Nell’arte, un dettaglio come quello dei capelli, che può essere ritenuto secondario, rivela in realtà molte informazioni sul pensiero dell’epoca in cui è stato dipinto. Ne parla Emanuele Lugli, presentando alcuni esempi che possano far comprendere questo concetto, riferendosi principalmente al Rinascimento.
L’autore inizia mostrando il ritratto di Simonetta Vespucci, dipinto da Botticelli, e ne fa notare proprio l’acconciatura: trecce, ciocche, code, perle… un lavoro complesso, che richiese sicuramente tempo ed energie, di gran lunga maggiori di quelle impiegate per realizzare il profilo della donna. Tutta questa cura rivela che probabilmente ciò che interessava di più a Botticelli erano proprio i capelli. Ma perché tutta questa attenzione? Lugli analizza a fondo l’opera, e fa notare come le ciocche della giovane assomiglino a fiamme. Fiamme che si possono ritrovare anche nella celebre Primavera di Botticelli, utilizzate per la freccia di Cupido e per la veste del giovane Mercurio, amato da una delle tre Grazie: fiamme che rappresentano l’amore, la passione.
Effettivamente i capelli sono descritti come oggetto di amore e desiderio da molti poeti, ad esempio da Apuleio, nelle Metamorfosi, dove il protagonista, Lucio, si innamora proprio dei capelli di una schiava. Possiamo poi pensare a Petrarca, che in numerosi componimenti descrive i capelli di Laura, o a Boccaccio, che parla in modo minuzioso delle acconciature delle ninfe nei suoi racconti. E possiamo spiegare l’utilizzo dei capelli come simbolo d’amore in quanto nel passato le donne avevano degli obblighi riguardo a come mostrarsi in pubblico, e spesso i capelli erano l’unica parte visibile del loro corpo, in grado di suscitare desiderio.

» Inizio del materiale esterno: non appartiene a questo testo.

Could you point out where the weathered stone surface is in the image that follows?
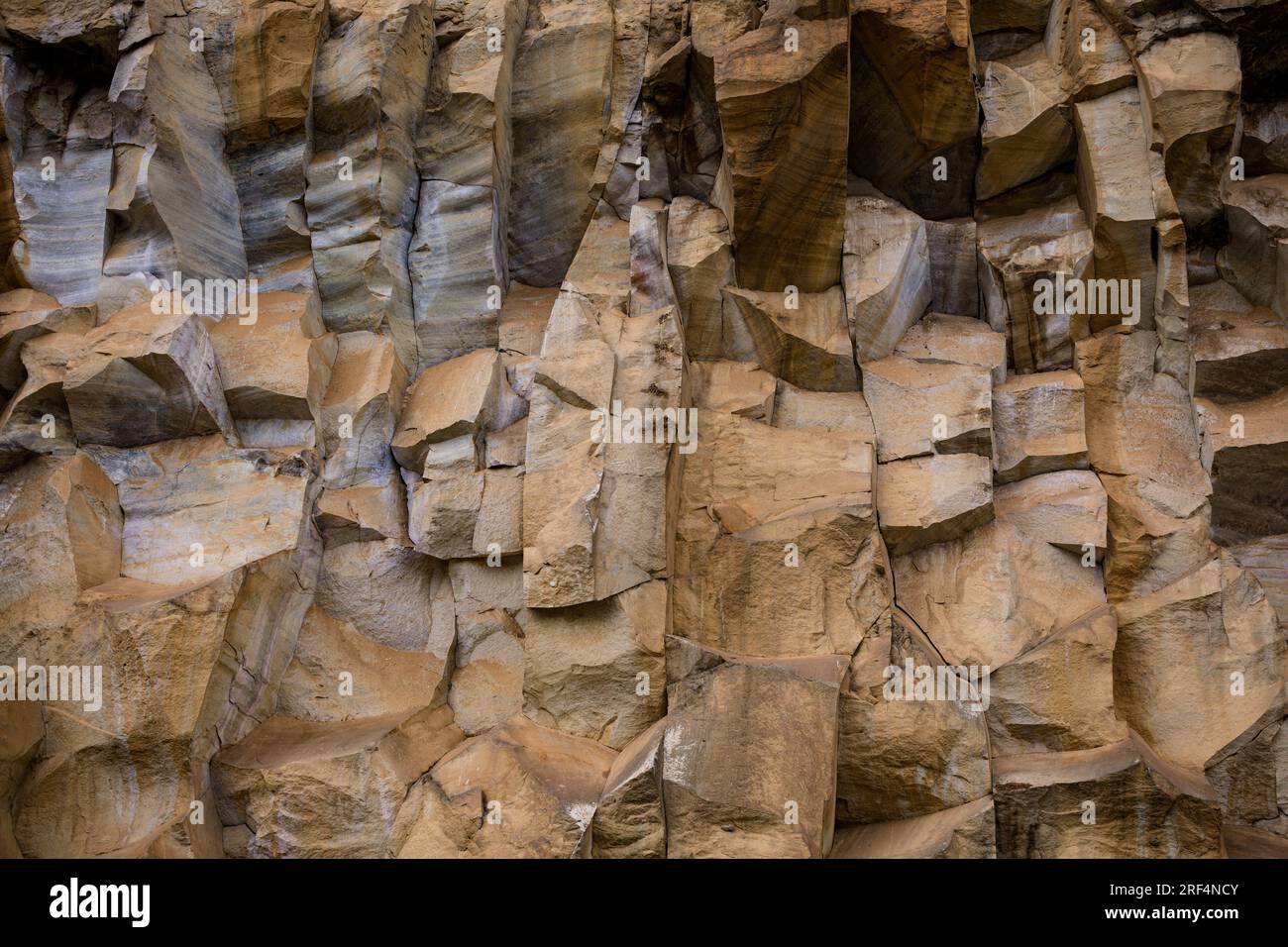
[407,0,536,365]
[828,796,997,858]
[666,196,735,359]
[993,736,1221,858]
[722,286,858,391]
[304,0,434,371]
[671,411,886,657]
[1133,33,1241,232]
[863,356,993,463]
[523,581,666,750]
[321,333,407,489]
[661,639,846,858]
[841,183,934,362]
[1189,303,1288,402]
[715,9,850,292]
[892,519,1105,668]
[213,711,461,858]
[993,471,1109,558]
[1218,174,1288,320]
[975,44,1085,200]
[993,371,1087,483]
[984,605,1127,756]
[88,434,317,586]
[506,0,613,286]
[836,609,989,822]
[1115,556,1284,768]
[693,362,777,424]
[1073,86,1156,331]
[877,454,993,556]
[391,349,514,474]
[206,292,338,447]
[63,305,237,447]
[850,0,979,219]
[430,716,614,858]
[979,197,1094,372]
[894,311,1006,385]
[10,0,1288,866]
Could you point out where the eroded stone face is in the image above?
[0,0,1288,858]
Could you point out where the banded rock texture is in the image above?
[0,0,1288,858]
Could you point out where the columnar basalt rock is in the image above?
[0,0,1288,858]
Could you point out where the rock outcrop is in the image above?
[0,0,1288,858]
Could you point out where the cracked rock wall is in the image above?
[0,0,1288,858]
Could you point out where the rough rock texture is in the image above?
[0,0,1288,866]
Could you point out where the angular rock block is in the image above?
[1115,556,1285,768]
[993,736,1221,858]
[836,608,991,823]
[979,197,1094,373]
[97,436,317,586]
[661,638,846,858]
[722,286,858,391]
[893,519,1105,668]
[841,183,935,362]
[715,9,850,292]
[877,454,993,556]
[671,407,886,657]
[863,356,993,463]
[63,305,237,447]
[206,292,338,447]
[828,796,997,858]
[430,716,614,858]
[993,371,1087,483]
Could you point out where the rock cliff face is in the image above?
[0,0,1288,858]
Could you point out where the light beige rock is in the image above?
[523,581,667,750]
[979,197,1094,372]
[993,371,1087,483]
[591,717,666,858]
[1218,174,1288,320]
[828,796,997,858]
[984,605,1127,756]
[205,292,338,446]
[836,608,991,822]
[671,411,890,657]
[893,520,1105,668]
[661,639,846,858]
[391,349,514,474]
[321,333,407,489]
[993,471,1109,561]
[430,716,614,858]
[722,286,858,391]
[877,454,993,556]
[89,434,317,586]
[894,313,1006,385]
[993,737,1221,858]
[863,356,993,463]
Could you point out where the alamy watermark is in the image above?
[590,401,698,454]
[0,657,103,712]
[149,269,259,326]
[881,657,992,711]
[49,878,152,927]
[1033,273,1140,326]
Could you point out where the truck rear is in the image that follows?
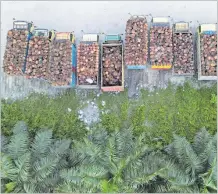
[197,24,217,80]
[101,35,124,92]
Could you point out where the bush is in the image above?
[1,92,86,139]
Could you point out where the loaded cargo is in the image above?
[77,34,100,89]
[3,21,33,75]
[150,17,173,70]
[49,32,76,87]
[101,35,124,92]
[173,22,195,76]
[25,28,50,80]
[124,16,148,69]
[197,24,217,80]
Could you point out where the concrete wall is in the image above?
[1,1,217,98]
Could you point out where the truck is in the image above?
[77,33,100,89]
[50,32,77,88]
[13,20,34,73]
[101,34,124,92]
[149,17,173,70]
[124,15,148,70]
[196,24,217,80]
[172,21,195,76]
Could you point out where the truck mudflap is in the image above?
[126,65,147,70]
[151,64,172,70]
[101,86,124,92]
[71,45,77,88]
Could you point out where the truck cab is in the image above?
[13,20,34,32]
[33,28,48,37]
[55,32,75,44]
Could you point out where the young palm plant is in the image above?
[56,130,169,192]
[1,122,70,193]
[159,128,217,193]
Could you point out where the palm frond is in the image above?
[32,130,52,159]
[23,182,37,193]
[115,129,133,158]
[0,153,19,181]
[193,128,211,155]
[55,182,74,193]
[50,140,71,157]
[13,121,27,135]
[14,152,31,183]
[7,131,29,159]
[0,135,8,153]
[33,156,58,181]
[169,135,202,177]
[60,168,83,184]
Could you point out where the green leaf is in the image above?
[32,130,52,158]
[5,182,17,193]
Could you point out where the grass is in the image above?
[1,80,217,147]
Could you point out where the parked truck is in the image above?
[197,24,217,80]
[49,32,76,88]
[124,15,148,70]
[150,17,173,70]
[173,21,195,76]
[101,35,124,92]
[3,20,34,75]
[77,34,100,89]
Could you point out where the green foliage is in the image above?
[160,129,217,193]
[0,122,70,193]
[1,92,86,139]
[59,129,164,192]
[99,82,217,148]
[101,180,119,193]
[131,105,146,135]
[0,122,217,193]
[101,113,121,132]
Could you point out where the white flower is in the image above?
[79,110,83,115]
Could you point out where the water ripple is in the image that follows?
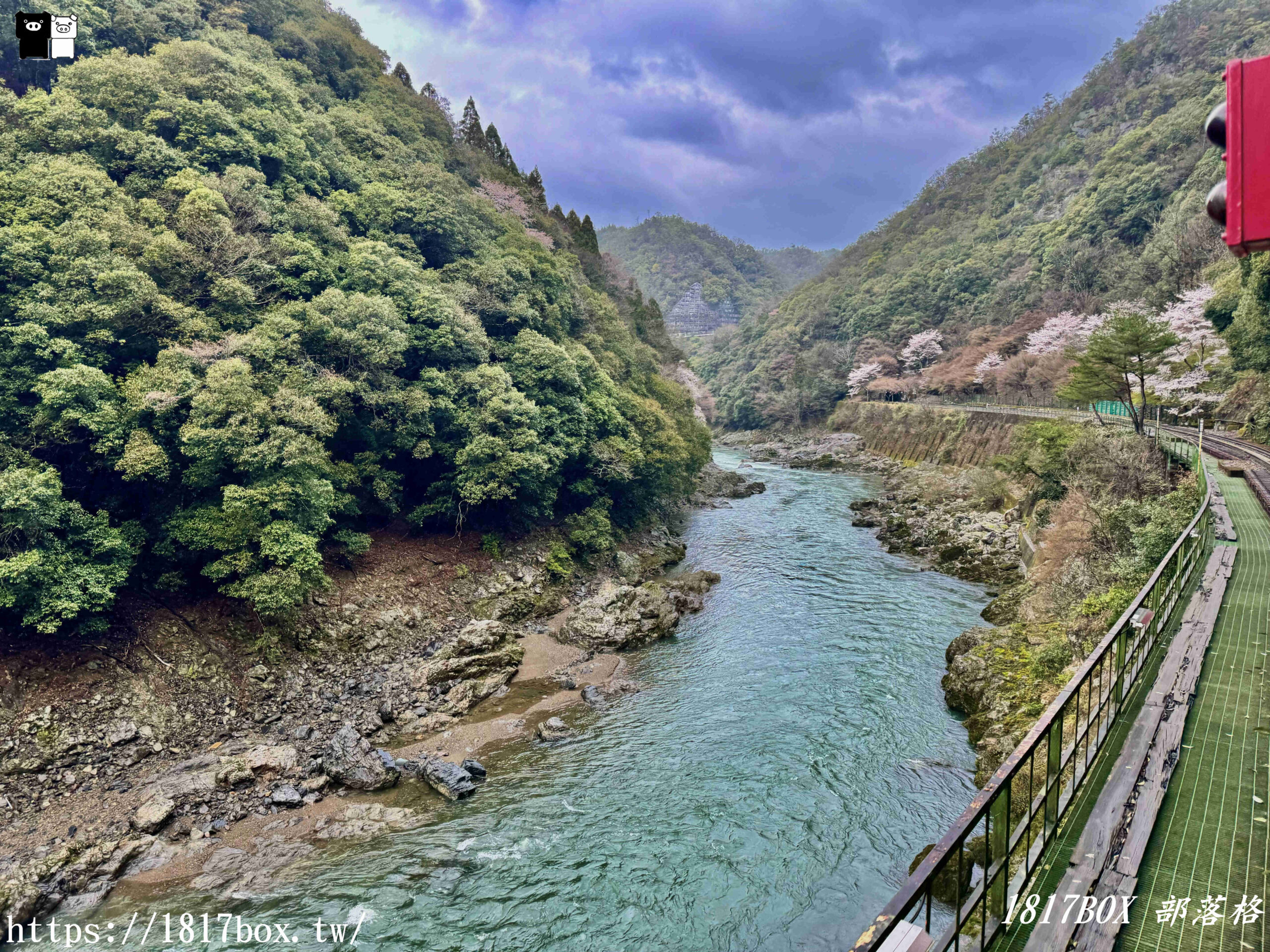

Nel pensiero rinascimentale i capelli sono dunque rappresentati come “fiamme” di passione, ma sono legati al calore anche secondo la scienza dell’epoca. Nei trattati di medicina si cerca di spiegare come i capelli possano continuare a crescere nonostante siano materiale morto, e la risposta più plausibile sembra essere la seguente: il vapore caldo all’interno del corpo, una volta arrivato nella testa, più fredda, crea uno strato secco, da cui provengono i capelli, come fiamme dal calore.
Collegata ai capelli e al calore c’è però un’ulteriore simbologia, molto sentita dagli uomini del Rinascimento. I capelli sono percepiti come qualcosa di superfluo, simbolo di vanità e lussuria, e dunque sono ricollegati al diavolo e al peccato. Per questo i capelli femminili devono essere acconciati accuratamente, domati, per essere accettati pubblicamente e non creare scandalo. E proprio a causa dei lunghi capelli da riordinare, dei crines (termine usato anche per designare il pelo degli animali), le donne sono spesso malviste.
Lugli analizza a questo punto La nascita di Venere di Botticelli, sottolineando come l’artista abbia osato nella rappresentazione della Venere, che contiene in sé il corpo dell’ Afrodite di Cnido, modello di grazia e perfezione, e la testa di Medusa sulla Tazza farnese, con gli stessi capelli lunghi, simbolo allo stesso tempo di amore e pericolo, di seduzione. Questa rappresentazione deve aver avuto un effetto di indignazione sul pubblico rinascimentale. L’idea di Botticelli è però proprio quella di immediato innamoramento, di stupore, alla vista di questa Venere e dei suoi capelli indomiti.